Following behavioral testing, the animals were sacrificed by sudden decapitation. The brain of each animal was quickly removed and rapidly transferred to an ice-cold Petri dish. Each brain was divided into two halves; right and left. Each half was dissected to obtain the cortex and hippocampus. The right half of each rat was used to measure the oxidative stress parameters and enzyme activities. The left half was used to measure serotonin, norepinephrine, and dopamine neurotransmitters. Each brain area was weighed and frozen at − 80 °C until analyzed.

Neurotransmitter analysis

The right halves of each cortex and hippocampus were homogenized in an ice-cold solution of acidified n-butanol. The homogenates were centrifuged at 2000 rpm for 5 min. The supernatants were used for the estimation of dopamine (DA), norepinephrine (NE), and serotonin (5-hydroxytryptamine; 5-HT) according to the fluorometric method described by Ciarlone (Ciarlone 1978). The fluorescence was measured using a spectrofluorometer (model Jasco-FP-6500, Japan) with a source of xenon arc lamp 150 W.

Analysis of oxidative stress parameters and enzymes’ activities

The left halves of each cortex and hippocampus were homogenized in Tris-HCl buffer (pH 7.4). The homogenate was centrifuged at 5000 rpm and 4 °C for 10 min. The supernatant was stored at − 70 °C until analysis. This supernatant was used to analyze the following parameters.

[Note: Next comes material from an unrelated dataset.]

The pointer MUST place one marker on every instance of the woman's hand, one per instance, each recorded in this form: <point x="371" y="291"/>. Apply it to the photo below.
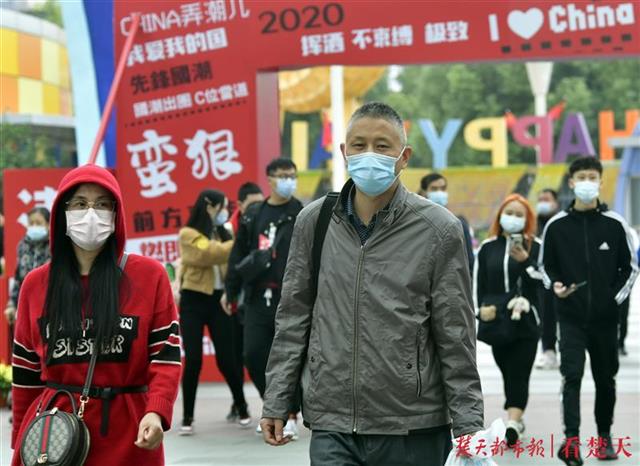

Determination of lipid peroxidation

Malondialdehyde (MDA), a measure of membrane lipid peroxidation, was estimated according to the method of Ruiz-Larrea et al. (1994). MDA was determined by measuring thiobarbituric reactive species (TBARS). One molecule of MDA reacts with two molecules of thiobarbituric acid in acidic medium at temperature of 95 °C for 20 min to form thiobarbituric acid reactive substances; the absorbance of the resultant pink product was measured at 532 nm using UV-visible spectrophotometer (model UV-2401 PC, Shimadzu, Japan).

Determination of nitric oxide

Nitric oxide (NO) was determined spectrophotometrically in the brain tissue according to the method described by Moshage et al. (1995). This method is based on the measurement of endogenous nitrite concentration as an indicator of nitric oxide production. It depends on the addition of Griess reagent which converts nitrite into a deep purple azo compound whose absorbance is read at 540 nm.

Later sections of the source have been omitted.